THE MYC ONCOGENE—OVERPRODUCTION OF PROTEIN
Some oncogenes are due to mutations that alter the structure of a protein such as Ras. Instead of a hyperactive mutant protein, many other oncogenes suffer changes that vastly increase the amount of the protein formed, although the protein itself is not changed.
A well-known example is the myconcogene, which encodes a transcription factor involved in switching on several other genes involved in cell division. A Myc protein overdose can occur in two ways. Some myc-dependent cancers result from chromosomal changes in which the myc gene is duplicated many times. Instead of the normal two copies, 50 to 100 copies may occur because of mistaken duplication of the segment of DNA carrying the myc gene (Fig. 18.14). The Myc protein will then be overproduced by 50- to 100-fold, too.

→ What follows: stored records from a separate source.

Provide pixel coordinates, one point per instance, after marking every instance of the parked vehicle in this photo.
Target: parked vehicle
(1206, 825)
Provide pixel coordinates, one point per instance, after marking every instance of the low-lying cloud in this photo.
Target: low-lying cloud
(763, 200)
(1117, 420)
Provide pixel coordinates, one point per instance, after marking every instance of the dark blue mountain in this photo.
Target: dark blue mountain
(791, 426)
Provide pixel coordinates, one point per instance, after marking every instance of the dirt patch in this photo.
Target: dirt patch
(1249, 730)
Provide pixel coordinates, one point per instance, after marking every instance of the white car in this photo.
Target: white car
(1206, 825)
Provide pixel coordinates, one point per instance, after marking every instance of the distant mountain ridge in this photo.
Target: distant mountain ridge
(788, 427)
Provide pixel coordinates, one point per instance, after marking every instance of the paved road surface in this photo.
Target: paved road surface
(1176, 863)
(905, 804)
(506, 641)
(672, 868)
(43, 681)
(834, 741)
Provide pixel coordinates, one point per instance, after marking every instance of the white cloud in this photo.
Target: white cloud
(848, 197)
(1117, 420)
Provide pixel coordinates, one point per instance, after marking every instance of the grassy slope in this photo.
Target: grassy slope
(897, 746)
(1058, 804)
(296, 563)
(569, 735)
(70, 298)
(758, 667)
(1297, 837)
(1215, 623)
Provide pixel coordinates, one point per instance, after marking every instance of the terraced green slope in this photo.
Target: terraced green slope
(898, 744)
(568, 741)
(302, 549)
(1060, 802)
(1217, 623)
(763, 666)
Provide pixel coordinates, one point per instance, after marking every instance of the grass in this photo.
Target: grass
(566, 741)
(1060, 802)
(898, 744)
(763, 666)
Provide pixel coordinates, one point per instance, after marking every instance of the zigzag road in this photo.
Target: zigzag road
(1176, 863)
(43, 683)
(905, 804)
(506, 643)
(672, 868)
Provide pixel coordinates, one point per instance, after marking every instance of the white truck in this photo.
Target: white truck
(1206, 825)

Alternatively, the number of copies of the myc gene may remain unchanged, but their regulation may be altered. In Burkitt’s lymphoma, a rare chromosomal translocation swaps segments of two unrelated chromosomes. This separates the myc structural gene from its own regulatory region and fuses it to the highly active promoter of another gene (Fig. 18.15). The Myc protein is now produced continuously in substantial amounts instead of being strictly regulated as before.
Mutations in myc are among the most common in mammalian cancers. Most types of human cancers show overexpression of Myc, although the frequency differs considerably from one type of tumor to another. In particular, mutations in myc tend to occur during the later progression of many cancers, including those of lung, breast, and ovary.